Rabu, 31 Desember 2014

Come back to me, Bad Guy! - Part 6



Bab 6
           
                   Hilda menatap Richard yang berdiri membelakanginya di depan jendela ruang tengah. Selama dalam perjalanan pulang dari pesta tersebut, mereka sama-sama tak membuka suara sedikitpun.
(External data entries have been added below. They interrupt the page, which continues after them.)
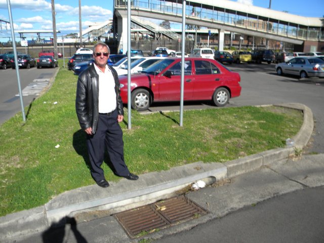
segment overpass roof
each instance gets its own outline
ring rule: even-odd
[[[174,2],[175,1],[173,0],[168,2]],[[217,0],[215,1],[211,1],[210,0],[190,0],[190,3],[192,6],[196,5],[193,4],[195,3],[208,6],[215,7],[217,8],[226,9],[240,13],[246,13],[256,16],[276,19],[279,21],[294,23],[306,26],[321,27],[324,25],[324,18],[300,16],[282,11],[265,9],[253,5],[247,5],[247,4],[228,0]],[[196,6],[198,7],[199,4],[196,5]]]

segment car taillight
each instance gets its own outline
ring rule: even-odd
[[[315,71],[320,71],[321,69],[318,64],[315,65],[312,69]]]

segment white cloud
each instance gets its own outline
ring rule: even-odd
[[[45,0],[11,0],[11,8],[26,9],[32,11],[51,10],[52,5]],[[7,9],[7,0],[0,0],[0,9]]]
[[[31,24],[28,24],[26,23],[23,23],[20,25],[20,29],[32,29],[33,26]]]
[[[247,5],[253,5],[253,0],[237,0],[237,3]]]
[[[41,16],[34,16],[30,18],[21,18],[17,20],[18,22],[24,22],[24,23],[40,23],[46,24],[52,24],[52,20],[47,20],[44,19],[43,17]]]

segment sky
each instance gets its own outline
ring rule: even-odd
[[[0,20],[9,22],[7,1],[10,1],[15,30],[53,29],[51,0],[0,0]],[[265,8],[269,8],[270,3],[270,0],[227,1]],[[104,22],[112,18],[113,0],[80,1],[83,30],[93,23]],[[61,31],[58,38],[59,35],[78,33],[79,1],[55,0],[54,2],[56,29]],[[271,9],[273,10],[288,11],[292,14],[305,17],[320,18],[324,16],[324,0],[271,0]],[[160,22],[162,20],[158,21]],[[11,37],[11,32],[10,30],[7,30],[3,24],[2,27],[0,41],[7,42],[9,40],[9,37]],[[35,38],[36,36],[33,37]],[[49,39],[50,36],[47,38],[45,36],[42,37]],[[19,35],[15,38],[16,41],[20,40]]]

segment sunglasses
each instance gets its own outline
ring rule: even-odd
[[[108,57],[108,55],[109,55],[108,52],[97,52],[95,54],[95,55],[97,57],[101,56],[101,54],[103,55],[105,57]]]

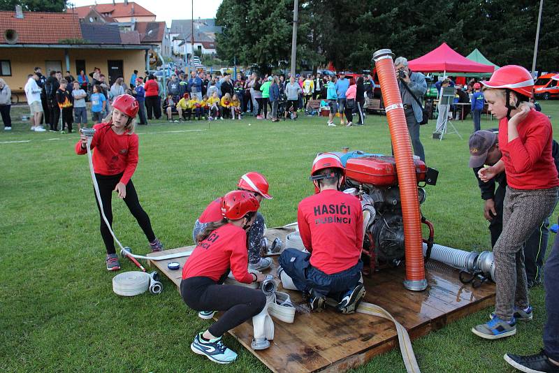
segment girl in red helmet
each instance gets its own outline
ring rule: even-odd
[[[321,311],[328,296],[337,300],[338,312],[352,314],[365,296],[360,259],[363,210],[358,198],[339,190],[344,179],[337,156],[324,153],[314,159],[311,180],[319,191],[297,209],[299,233],[310,254],[288,248],[278,261],[278,277],[284,283],[291,279],[307,294],[312,311]]]
[[[201,317],[212,319],[215,311],[224,311],[217,322],[196,335],[190,346],[196,353],[227,364],[237,354],[223,345],[222,336],[266,307],[260,289],[224,285],[229,270],[239,282],[262,281],[266,276],[247,270],[247,233],[260,203],[245,191],[233,191],[222,198],[222,219],[206,225],[197,237],[198,244],[182,269],[180,293],[188,307],[199,311]],[[212,309],[215,311],[203,311]]]
[[[472,328],[477,335],[495,339],[516,332],[517,320],[531,320],[523,245],[557,203],[559,180],[551,155],[549,118],[528,103],[534,80],[518,66],[506,66],[483,82],[489,110],[499,119],[502,157],[479,171],[486,182],[505,171],[502,233],[493,247],[497,284],[495,312],[487,323]]]
[[[481,111],[484,110],[485,98],[481,92],[481,85],[474,83],[474,94],[472,95],[472,117],[474,119],[474,132],[481,129]]]
[[[93,165],[105,216],[109,223],[112,224],[111,198],[115,191],[119,198],[124,200],[130,212],[138,221],[152,251],[160,251],[163,244],[153,233],[150,217],[140,205],[131,180],[138,164],[138,135],[134,133],[134,119],[138,108],[138,101],[129,94],[123,94],[115,99],[110,116],[111,119],[106,123],[99,123],[93,126],[96,130],[91,145],[92,149],[94,149]],[[78,154],[87,154],[87,138],[82,134],[80,141],[75,144],[75,152]],[[99,208],[99,203],[97,208]],[[101,235],[107,249],[107,270],[119,270],[115,242],[102,217]]]
[[[262,202],[263,199],[272,199],[272,196],[268,193],[270,188],[268,180],[260,173],[252,171],[245,173],[239,179],[237,187],[239,190],[248,191],[256,198],[259,203]],[[221,220],[220,206],[223,197],[219,197],[211,202],[198,218],[192,232],[192,239],[194,242],[196,242],[196,237],[205,228],[207,224],[212,221]],[[266,270],[272,264],[271,259],[261,256],[261,242],[264,237],[265,227],[264,217],[260,212],[257,212],[248,233],[249,269],[250,270],[259,271]]]

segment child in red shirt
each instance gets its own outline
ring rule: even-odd
[[[365,296],[363,212],[358,198],[338,190],[344,179],[336,155],[325,153],[314,159],[311,180],[320,191],[303,200],[297,212],[299,233],[310,254],[286,249],[280,256],[279,277],[291,277],[308,293],[313,311],[326,307],[328,295],[338,300],[337,312],[352,314]]]
[[[209,223],[198,235],[198,244],[182,269],[180,293],[187,305],[199,311],[198,316],[205,319],[212,319],[215,311],[225,312],[208,329],[196,335],[190,346],[196,353],[220,364],[237,358],[234,351],[223,345],[222,336],[259,314],[266,305],[266,295],[259,289],[223,284],[229,269],[239,282],[266,279],[262,274],[247,270],[246,230],[259,207],[247,191],[226,194],[221,202],[222,219]]]
[[[472,328],[472,332],[482,338],[495,339],[515,334],[516,320],[532,318],[523,246],[553,211],[559,180],[551,155],[551,124],[528,103],[534,86],[530,73],[521,66],[506,66],[481,84],[489,110],[499,119],[502,157],[478,174],[487,182],[504,170],[508,186],[502,232],[493,247],[495,312],[489,322]]]
[[[163,249],[163,244],[153,233],[150,217],[140,205],[131,180],[138,164],[138,135],[134,133],[134,118],[138,110],[138,102],[129,94],[123,94],[115,99],[111,119],[107,123],[99,123],[93,126],[96,130],[91,143],[92,149],[95,149],[93,152],[93,165],[103,212],[109,224],[112,225],[111,198],[112,192],[115,191],[119,198],[124,200],[130,212],[138,221],[152,251],[160,251]],[[87,154],[87,139],[82,134],[80,141],[75,144],[76,154]],[[97,208],[99,208],[99,203]],[[120,264],[115,250],[115,242],[102,217],[101,235],[107,249],[107,270],[119,270]]]

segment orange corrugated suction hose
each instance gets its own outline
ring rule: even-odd
[[[421,291],[427,288],[423,268],[421,215],[419,212],[412,142],[409,140],[404,105],[402,104],[394,73],[394,63],[392,59],[393,56],[392,51],[383,49],[375,52],[372,58],[379,75],[400,184],[406,256],[406,279],[404,281],[404,286],[409,290]]]

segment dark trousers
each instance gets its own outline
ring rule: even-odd
[[[409,131],[409,137],[412,138],[412,145],[414,147],[414,154],[419,156],[421,161],[425,162],[425,150],[423,149],[423,144],[421,144],[421,140],[419,140],[420,124],[415,118],[414,109],[412,108],[406,109],[405,115],[407,131]]]
[[[355,100],[356,110],[357,116],[359,117],[359,120],[357,122],[358,124],[365,124],[365,115],[363,115],[363,110],[365,105],[365,98],[357,98]]]
[[[224,278],[224,277],[223,277]],[[222,285],[208,277],[190,277],[180,282],[180,293],[195,311],[225,311],[208,329],[214,337],[240,326],[259,314],[266,305],[260,289],[238,285]]]
[[[147,120],[145,119],[145,108],[144,107],[144,101],[138,101],[138,105],[140,110],[138,110],[138,115],[140,116],[140,124],[147,124]]]
[[[310,254],[296,249],[284,250],[278,262],[300,291],[314,296],[328,295],[338,301],[345,293],[357,286],[363,268],[363,263],[359,261],[347,270],[327,275],[311,265]]]
[[[58,121],[60,119],[60,108],[58,107],[56,100],[48,99],[48,112],[50,129],[57,131]]]
[[[481,129],[481,110],[474,110],[472,113],[472,117],[474,118],[474,131],[479,131]]]
[[[148,96],[145,98],[145,111],[147,114],[147,119],[152,120],[155,116],[156,119],[159,119],[161,116],[161,108],[158,110],[157,103],[159,101],[158,96]]]
[[[497,215],[489,223],[491,234],[491,247],[495,246],[502,232],[502,205],[504,200],[505,189],[499,186],[495,192],[493,201]],[[546,256],[547,242],[549,237],[549,217],[534,231],[524,244],[524,265],[526,268],[526,278],[528,283],[539,281],[542,277],[542,267]]]
[[[61,131],[64,131],[66,126],[68,126],[68,133],[72,132],[72,123],[73,122],[73,108],[64,108],[62,109],[62,128]]]
[[[0,115],[2,115],[2,122],[4,127],[12,126],[12,117],[10,116],[10,108],[11,105],[0,105]]]
[[[544,326],[544,349],[549,358],[559,361],[559,235],[555,236],[544,270],[547,312]]]
[[[41,95],[41,105],[43,107],[43,117],[41,119],[41,123],[45,121],[45,124],[50,124],[50,111],[48,108],[48,101],[47,96]]]
[[[106,175],[96,173],[95,177],[97,179],[97,184],[99,185],[99,194],[101,195],[101,200],[103,203],[103,210],[105,212],[105,217],[106,217],[109,224],[112,227],[112,207],[111,199],[114,193],[112,191],[115,190],[117,184],[119,183],[120,178],[122,177],[122,174]],[[95,201],[97,203],[97,209],[99,210],[99,217],[101,218],[101,235],[103,237],[103,242],[105,242],[107,254],[115,254],[115,242],[112,240],[112,236],[109,231],[108,227],[105,224],[105,221],[103,220],[103,217],[101,216],[101,208],[96,198]],[[132,213],[132,216],[138,221],[138,224],[142,231],[144,231],[147,240],[150,242],[153,242],[155,240],[155,234],[152,229],[150,217],[147,216],[147,214],[140,205],[138,194],[136,192],[132,180],[129,181],[128,184],[126,184],[126,196],[124,198],[124,203],[126,204],[128,210]]]

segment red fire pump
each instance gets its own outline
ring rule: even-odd
[[[437,183],[438,171],[425,163],[414,160],[420,205],[426,200],[423,186]],[[362,258],[363,273],[370,275],[376,268],[398,266],[405,260],[404,222],[398,187],[398,175],[394,156],[365,155],[347,159],[346,193],[359,197],[363,212]],[[429,228],[428,259],[433,244],[433,224],[421,214],[421,222]]]

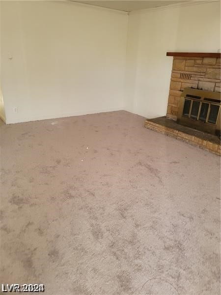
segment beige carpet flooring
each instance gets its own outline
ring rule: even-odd
[[[220,294],[220,157],[144,123],[119,111],[1,124],[0,283]]]

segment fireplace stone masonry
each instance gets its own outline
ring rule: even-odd
[[[187,87],[221,92],[221,59],[174,56],[166,117],[177,120],[182,91]]]

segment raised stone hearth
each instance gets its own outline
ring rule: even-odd
[[[145,126],[221,155],[220,140],[215,135],[182,126],[165,117],[147,119]]]

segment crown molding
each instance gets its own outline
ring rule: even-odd
[[[138,10],[134,10],[129,12],[129,15],[132,14],[142,14],[148,12],[154,12],[155,11],[159,11],[160,10],[166,10],[167,9],[172,9],[174,8],[178,8],[195,5],[202,4],[207,4],[208,3],[213,3],[215,2],[220,2],[219,0],[193,0],[187,2],[183,2],[177,3],[176,4],[171,4],[167,5],[164,6],[160,6],[159,7],[154,7],[154,8],[147,8],[146,9],[139,9]]]
[[[81,3],[80,2],[76,2],[76,1],[74,1],[74,0],[66,0],[65,2],[66,3],[72,3],[72,4],[74,4],[76,5],[86,7],[88,8],[100,10],[109,10],[109,11],[112,12],[113,13],[115,12],[115,13],[119,13],[120,14],[124,14],[125,15],[129,15],[129,13],[127,11],[123,11],[123,10],[119,10],[118,9],[113,9],[112,8],[109,8],[108,7],[104,7],[103,6],[97,6],[92,4]]]

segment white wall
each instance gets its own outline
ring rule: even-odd
[[[165,116],[166,52],[221,47],[220,2],[187,4],[134,11],[128,23],[126,13],[68,1],[0,1],[6,122],[119,109]]]
[[[68,1],[0,4],[7,123],[124,108],[126,13]]]
[[[220,36],[219,1],[130,13],[126,109],[165,116],[172,63],[166,53],[217,52]]]
[[[5,114],[4,112],[4,102],[1,89],[0,87],[0,119],[5,122]]]

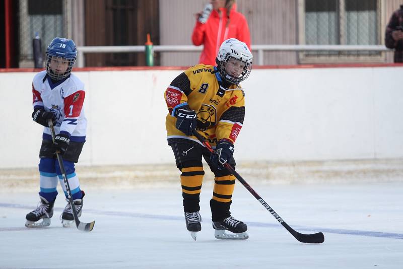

“Sekarang, apa yang ingin kau jelaskan? Akankah kau kembali mengelak bahwa kau memang benar-benar tertarik pada wanita itu setelah apa yang kau lakukan padanya tadi?” akhirnya Hilda membuka suara. Richard tak menjawab. Pandangannya lurus menerobos jendela ke arah taman bunga di luar sana. Tangan kirinya ia kepalkan di dalam saku celananya sementara tangan yang satunya ia sandarkan pada kusen jendela. Masih terlihat jelas ada nada amarah di wajahnya. Entah marah pada apa, Hilda tak bisa menebaknya.
“Kenapa kau diam? Apa kau tak berani mengakui kebenarannya padaku? Apa kau tetap tak berani bicara jujur padaku bahwa selama ini kalian berselingkuh di belakangku?”
“Perselingkuhan itu tidak ada, Hilda! Harus berapa kali aku bilang padamu tentang hal ini! Begitu sulitkah kau percaya padaku?” Richard menatap istrinya dengan kesal, sekilas, lalu kembali membuang pandangannya ke luar jendela.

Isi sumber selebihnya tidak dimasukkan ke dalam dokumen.